As principal scientific editor at the Cambridge Crystallographic Data Centre (CCDC), Lightfoot helps to look after the Cambridge Structural Database (CSD), a repository of organic and organometallic crystal structures that has been collecting compounds since the 1960s. Earlier this year the CSD celebrated an important milestone – its one millionth structure.
When Lightfoot started his career at CCDC in 2001, the CSD was around a fifth of its current size with 200,000 structures. He was already familiar with the database, having come straight from finishing a PhD in alkali metal coordination chemistry at the University of Manchester, during which he was a regular user of the CSD. Lightfoot joined as one of a small team of editors working to convert crystal structures submitted by researchers into CSD entries.
‘During my PhD I was in the lab quite a lot, so it was quite a difference, especially early on,’ he remembers about starting at the CCDC. ‘You could be sat at the computer for long periods of time, because [making database entries] was quite a slow, manual process.’
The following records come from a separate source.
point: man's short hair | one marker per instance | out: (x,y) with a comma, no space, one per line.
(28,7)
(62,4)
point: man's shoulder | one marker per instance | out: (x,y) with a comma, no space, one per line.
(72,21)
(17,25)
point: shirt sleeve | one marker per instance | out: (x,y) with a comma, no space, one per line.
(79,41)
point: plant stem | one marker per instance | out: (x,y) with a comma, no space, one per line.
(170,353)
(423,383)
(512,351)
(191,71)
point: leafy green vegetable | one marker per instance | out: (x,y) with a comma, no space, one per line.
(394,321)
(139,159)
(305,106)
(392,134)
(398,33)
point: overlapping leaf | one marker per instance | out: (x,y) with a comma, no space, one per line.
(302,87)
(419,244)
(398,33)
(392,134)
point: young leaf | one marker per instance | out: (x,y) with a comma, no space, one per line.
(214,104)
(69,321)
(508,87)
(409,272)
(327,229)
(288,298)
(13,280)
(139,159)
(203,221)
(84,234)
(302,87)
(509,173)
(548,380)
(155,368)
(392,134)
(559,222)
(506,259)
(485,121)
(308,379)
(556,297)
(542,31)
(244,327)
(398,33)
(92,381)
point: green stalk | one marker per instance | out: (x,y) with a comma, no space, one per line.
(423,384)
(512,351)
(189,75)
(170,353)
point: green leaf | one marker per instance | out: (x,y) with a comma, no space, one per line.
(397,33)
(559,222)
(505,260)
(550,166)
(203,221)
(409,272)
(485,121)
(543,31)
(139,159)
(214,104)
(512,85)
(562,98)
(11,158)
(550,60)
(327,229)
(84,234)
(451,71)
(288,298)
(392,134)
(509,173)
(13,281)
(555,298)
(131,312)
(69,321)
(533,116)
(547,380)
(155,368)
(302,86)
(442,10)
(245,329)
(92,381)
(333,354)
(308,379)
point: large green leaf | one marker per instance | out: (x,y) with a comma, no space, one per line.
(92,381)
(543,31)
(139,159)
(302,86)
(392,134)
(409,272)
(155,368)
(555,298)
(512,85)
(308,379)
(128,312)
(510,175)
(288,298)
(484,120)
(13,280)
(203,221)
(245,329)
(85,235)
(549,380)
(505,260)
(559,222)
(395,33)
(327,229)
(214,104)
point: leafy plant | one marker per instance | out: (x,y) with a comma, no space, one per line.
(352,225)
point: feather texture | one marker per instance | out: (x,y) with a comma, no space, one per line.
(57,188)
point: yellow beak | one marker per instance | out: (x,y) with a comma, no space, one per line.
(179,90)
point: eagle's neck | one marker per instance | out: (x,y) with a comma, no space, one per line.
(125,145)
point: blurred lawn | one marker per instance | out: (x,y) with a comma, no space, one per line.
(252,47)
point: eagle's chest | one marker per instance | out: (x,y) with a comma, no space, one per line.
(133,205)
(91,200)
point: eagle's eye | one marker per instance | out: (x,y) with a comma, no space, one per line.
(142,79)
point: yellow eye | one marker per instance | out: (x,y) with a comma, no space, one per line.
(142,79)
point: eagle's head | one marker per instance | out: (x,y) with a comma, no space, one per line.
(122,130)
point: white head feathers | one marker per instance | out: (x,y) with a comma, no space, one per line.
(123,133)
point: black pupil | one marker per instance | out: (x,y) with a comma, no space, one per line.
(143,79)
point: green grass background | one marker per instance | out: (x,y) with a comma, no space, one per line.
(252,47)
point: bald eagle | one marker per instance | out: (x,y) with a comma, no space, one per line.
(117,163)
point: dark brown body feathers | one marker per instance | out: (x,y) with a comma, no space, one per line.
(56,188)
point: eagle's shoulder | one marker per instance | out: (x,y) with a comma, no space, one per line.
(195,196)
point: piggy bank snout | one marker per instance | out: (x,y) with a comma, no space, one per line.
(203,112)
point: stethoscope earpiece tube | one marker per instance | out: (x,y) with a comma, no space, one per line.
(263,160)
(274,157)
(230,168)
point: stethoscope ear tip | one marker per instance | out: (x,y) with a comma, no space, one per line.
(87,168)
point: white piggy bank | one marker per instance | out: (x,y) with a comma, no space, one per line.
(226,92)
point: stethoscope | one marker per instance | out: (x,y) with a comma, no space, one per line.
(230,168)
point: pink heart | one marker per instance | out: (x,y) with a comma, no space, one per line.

Back then only a small proportion of the structures were submitted to the CSD electronically. Many had to be typed up from printed journal articles. And even when structures arrived in crystallographic information file format (the standard format for representing crystallographic information), the process of entering them into the database was laborious. ‘In the file you’ve just got coordinates, and it doesn’t say what’s bonded to what, or what the chemistry is,’ says Lightfoot. ‘We had to work all that out.’
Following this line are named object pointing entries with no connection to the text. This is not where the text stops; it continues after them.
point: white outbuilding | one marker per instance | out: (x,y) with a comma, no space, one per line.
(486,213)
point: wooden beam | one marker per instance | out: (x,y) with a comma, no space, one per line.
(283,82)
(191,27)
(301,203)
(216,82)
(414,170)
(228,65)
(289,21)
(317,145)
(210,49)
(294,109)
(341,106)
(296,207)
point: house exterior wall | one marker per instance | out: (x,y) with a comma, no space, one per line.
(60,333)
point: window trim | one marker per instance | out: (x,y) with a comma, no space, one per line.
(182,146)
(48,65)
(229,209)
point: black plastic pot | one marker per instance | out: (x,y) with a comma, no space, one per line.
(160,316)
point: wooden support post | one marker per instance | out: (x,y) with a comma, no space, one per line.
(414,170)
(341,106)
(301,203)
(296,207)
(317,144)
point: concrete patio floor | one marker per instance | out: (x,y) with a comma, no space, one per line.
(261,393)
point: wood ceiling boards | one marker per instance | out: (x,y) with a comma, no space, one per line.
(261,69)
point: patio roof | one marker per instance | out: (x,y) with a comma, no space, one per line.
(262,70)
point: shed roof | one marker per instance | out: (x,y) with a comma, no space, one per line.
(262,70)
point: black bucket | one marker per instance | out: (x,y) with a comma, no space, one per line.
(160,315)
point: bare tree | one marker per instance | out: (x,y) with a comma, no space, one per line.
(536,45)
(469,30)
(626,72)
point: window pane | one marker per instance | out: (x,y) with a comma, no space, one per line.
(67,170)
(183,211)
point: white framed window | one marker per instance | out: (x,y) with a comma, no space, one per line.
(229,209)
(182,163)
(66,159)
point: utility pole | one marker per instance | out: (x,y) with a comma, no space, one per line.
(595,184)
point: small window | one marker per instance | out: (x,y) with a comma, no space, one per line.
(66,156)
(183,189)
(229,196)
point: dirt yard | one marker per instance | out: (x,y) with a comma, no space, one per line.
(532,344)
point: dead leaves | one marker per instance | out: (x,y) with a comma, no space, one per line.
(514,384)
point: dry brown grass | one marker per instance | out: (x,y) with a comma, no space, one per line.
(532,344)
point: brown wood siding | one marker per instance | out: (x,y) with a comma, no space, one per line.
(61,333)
Of course, a lot has changed since then. Now, 99% of submissions to the CSD are electronic and specialist software helps to automate much of the process. The CCDC also has agreements with most of the major publishers, who directly submit crystallographic information from accepted publications.
It was around nine years ago, Lightfoot says, when serious efforts to make the CSD more efficient and automated began. By that time, he was managing the group of database editors. ‘We were processing about 25 to 30 structures a day, and that wasn’t sustainable when we were getting 50–60,000 a year,’ he says. This prompted a review of the process and Lightfoot was appointed to lead a three-year project to overhaul the in-house systems to allow the team to work faster and more effectively.
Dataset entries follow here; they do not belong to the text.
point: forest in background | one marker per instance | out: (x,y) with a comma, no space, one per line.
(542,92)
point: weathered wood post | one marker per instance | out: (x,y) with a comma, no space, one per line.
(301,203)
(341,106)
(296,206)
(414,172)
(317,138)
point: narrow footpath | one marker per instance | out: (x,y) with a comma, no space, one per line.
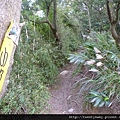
(65,98)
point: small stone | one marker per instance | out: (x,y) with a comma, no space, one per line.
(64,72)
(70,110)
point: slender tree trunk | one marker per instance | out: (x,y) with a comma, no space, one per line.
(9,10)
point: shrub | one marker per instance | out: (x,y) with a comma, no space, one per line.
(103,62)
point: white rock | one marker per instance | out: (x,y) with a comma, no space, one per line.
(99,64)
(70,110)
(64,72)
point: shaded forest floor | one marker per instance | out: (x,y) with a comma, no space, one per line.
(65,98)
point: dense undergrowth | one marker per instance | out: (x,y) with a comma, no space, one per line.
(36,65)
(101,56)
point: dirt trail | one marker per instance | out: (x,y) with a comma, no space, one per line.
(65,99)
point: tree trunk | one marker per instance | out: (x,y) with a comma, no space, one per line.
(9,10)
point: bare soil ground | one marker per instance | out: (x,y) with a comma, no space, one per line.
(66,100)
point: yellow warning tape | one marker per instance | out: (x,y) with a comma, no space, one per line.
(5,55)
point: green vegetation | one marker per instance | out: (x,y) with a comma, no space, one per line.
(47,43)
(103,60)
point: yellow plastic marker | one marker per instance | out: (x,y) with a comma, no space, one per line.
(5,55)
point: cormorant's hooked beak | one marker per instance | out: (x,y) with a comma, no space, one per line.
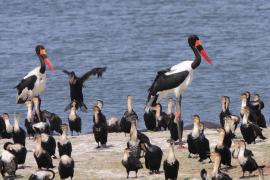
(198,45)
(47,61)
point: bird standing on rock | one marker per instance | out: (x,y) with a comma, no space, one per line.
(77,83)
(128,115)
(177,78)
(74,120)
(100,127)
(171,164)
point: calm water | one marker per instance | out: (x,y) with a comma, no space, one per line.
(134,39)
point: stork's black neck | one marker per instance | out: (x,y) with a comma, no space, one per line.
(197,60)
(42,65)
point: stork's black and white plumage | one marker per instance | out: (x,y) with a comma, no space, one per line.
(177,78)
(28,123)
(33,84)
(77,83)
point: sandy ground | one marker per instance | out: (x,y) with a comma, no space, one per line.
(105,163)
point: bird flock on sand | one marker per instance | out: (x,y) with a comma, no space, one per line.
(41,125)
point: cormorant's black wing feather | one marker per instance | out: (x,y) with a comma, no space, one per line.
(96,71)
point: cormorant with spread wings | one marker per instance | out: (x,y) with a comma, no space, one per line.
(76,85)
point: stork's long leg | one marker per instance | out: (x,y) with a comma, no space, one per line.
(179,116)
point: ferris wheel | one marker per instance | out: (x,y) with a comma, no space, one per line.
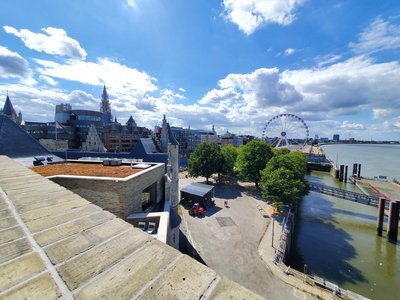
(285,130)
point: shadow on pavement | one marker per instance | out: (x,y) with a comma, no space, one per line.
(186,248)
(226,192)
(211,210)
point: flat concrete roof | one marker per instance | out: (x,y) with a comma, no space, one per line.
(55,244)
(87,169)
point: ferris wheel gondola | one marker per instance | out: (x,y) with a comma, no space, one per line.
(285,130)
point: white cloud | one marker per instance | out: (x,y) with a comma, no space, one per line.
(13,65)
(352,126)
(379,113)
(55,41)
(327,59)
(289,51)
(48,80)
(249,15)
(346,87)
(120,79)
(379,35)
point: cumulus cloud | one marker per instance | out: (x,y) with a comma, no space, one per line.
(379,113)
(13,65)
(54,41)
(353,126)
(327,59)
(259,88)
(121,79)
(249,15)
(48,80)
(346,87)
(379,35)
(289,51)
(316,94)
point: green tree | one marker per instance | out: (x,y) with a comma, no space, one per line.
(230,155)
(252,158)
(282,180)
(280,151)
(205,160)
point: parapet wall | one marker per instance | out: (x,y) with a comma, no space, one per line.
(121,196)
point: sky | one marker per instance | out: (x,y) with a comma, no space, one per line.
(234,64)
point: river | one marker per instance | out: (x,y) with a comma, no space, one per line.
(337,238)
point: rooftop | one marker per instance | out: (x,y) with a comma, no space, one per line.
(55,244)
(86,169)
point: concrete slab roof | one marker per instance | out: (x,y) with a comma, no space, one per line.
(55,244)
(86,169)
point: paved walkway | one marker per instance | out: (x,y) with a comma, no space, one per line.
(227,239)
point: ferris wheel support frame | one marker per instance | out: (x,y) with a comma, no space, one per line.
(283,139)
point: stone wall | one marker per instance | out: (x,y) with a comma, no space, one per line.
(54,145)
(120,197)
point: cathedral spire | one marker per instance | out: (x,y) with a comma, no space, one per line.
(105,107)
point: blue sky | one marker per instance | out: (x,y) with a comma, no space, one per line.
(231,63)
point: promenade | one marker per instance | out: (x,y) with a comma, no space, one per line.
(228,240)
(236,241)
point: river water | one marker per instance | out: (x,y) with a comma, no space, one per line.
(337,238)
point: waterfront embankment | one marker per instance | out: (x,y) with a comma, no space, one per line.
(275,240)
(337,240)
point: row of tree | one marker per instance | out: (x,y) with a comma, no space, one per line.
(279,173)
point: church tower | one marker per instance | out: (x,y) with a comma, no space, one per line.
(170,146)
(9,111)
(105,107)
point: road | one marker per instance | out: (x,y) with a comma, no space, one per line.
(226,239)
‘I became the product owner – the kind of internal user requirement person, helping a team of developers understand what the requirements are,’ he says. The job involved working closely with the developers to re-write the CSD’s ageing software from scratch. Lightfoot’s earlier years of experience as an editor proved invaluable – he knew how the database worked and understood the needs of the researchers who would be using it.
In 2013 the new system was launched. Now, its editors can process about 100 structures a day.
Following on from this, Lightfoot has remained a product owner, looking after internal and external projects. ‘I probably spend half my time now working with developers and half in the database,’ he says. ‘It’s quite varied, and quite busy.’
One of the projects he is currently involved in is a collaboration with other databases that hold structural data on inorganic compounds, helping to improve access to their data through a deposition portal that the CCDC developed. ‘We’ve had lots of good feedback on how it’s useful for the community, as the boundary between inorganic and organic is becoming less important,’ says Lightfoot.
The CSD itself continues to grow and develop, and the rate at which new structures are submitted continues to increase. Lightfoot says the one million structure milestone was ‘quite an achievement’ for the crystallographic community, and that many exciting opportunities lie ahead with the emergence of machine learning technology that can process large amounts of data.
‘You don’t have such a good resource in a lot of disciplines,’ he says. ‘When I started there were just over 200,000 [structures], and now there’s a million – that’s quite a lot of data.’ Machine learning has already helped the CCDC to improve how it automatically curates new structures, and Lightfoot is keen to use similar approaches to learn more about the structural data held in the database. Importantly, the new technology also opens up new opportunities to the wider scientific community: ‘I am excited that our high data quality will enable others to use AI and machine learning to gain new insights from the CSD.’